This is the code for our paper "MedAdapter: Efficient Test-Time Adaptation of Large Language Models Towards Medical Reasoning" in EMNLP 2024.

Framework

MedAdapter

Data

You need to first download the raw data from the following sources: MedMCQA, MedQA, MMLU-Med, PubMedQA, BioASQ, MedNLI, MediQA-RQE, PubHealth, MediQA, and CORD19. Please download the data and save in the ./data/<DATASET_NAME>/ directory.

Experiments

Candidate Solution Generation

Before training the model, we need to first leverage the LLM to generate candidate solution for the following reward model training. We need to generate the candidates on both training and test sets. For OpenAI commercial models (e.g., gpt-3.5-turbo, gpt-4), we need to call main-openai.py to initiate the generation process:

python main-openai.py --debug generation --config configs/bioasq/bioasq-gen-test.yaml
python main-openai.py --debug generation --config configs/bioasq/bioasq-gen-train.yaml

For the open-sourced LLMs, we need to leverage the vLLM as the inference model engine and need to run main.py to initiate the generation process:

CUDA_VISIBLE_DEVICES=1,2 accelerate launch --mixed_precision fp16 --main_process_port 29650 main.py --debug generation --config configs/bioasq/bioasq-gen-test.yaml
CUDA_VISIBLE_DEVICES=1,2 accelerate launch --mixed_precision fp16 --main_process_port 29650 main.py --debug generation --config configs/bioasq/bioasq-gen-train.yaml

The --config indicate the generation configuration during inference, containing important hyperparameters.

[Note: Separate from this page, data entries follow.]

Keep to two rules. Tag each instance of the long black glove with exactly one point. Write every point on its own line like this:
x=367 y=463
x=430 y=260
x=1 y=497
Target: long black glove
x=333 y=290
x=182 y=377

The configuration files should be stored in the directory ./configs/<Dataset_Name>/<Model_Name>/.

Outcome-Supervised Adapter Training

To train the model, we need to run the main.py entry program:

CUDA_VISIBLE_DEVICES=0 accelerate launch --mixed_precision fp16 --main_process_port 29666 main.py --debug reward --config configs/bioasq/bioasq-reward.yaml

The configuration file of training the adapter should also be saved under ./configs/<Dataset_Name>/<Model_Name>/ directory.

Best-of-K Inference

Same as the previous two stages, we need to run the entry program main.py again to inference on the previously generated candidates on test set:

CUDA_VISIBLE_DEVICES=0 accelerate launch --mixed_precision fp16 --main_process_port 29666 main.py --debug reward_guide --config configs/bioasq/bioasq-guide.yaml

The configuration file of training the adapter should also be saved under ./configs/<Dataset_Name>/<Model_Name>/ directory.

Running Scripts

We also offer several examples of running commands in the directory ./scripts.

Citation

If you find this repository valuable for your research, we kindly request that you acknowledge our paper by citing the follwing paper. We appreciate your consideration.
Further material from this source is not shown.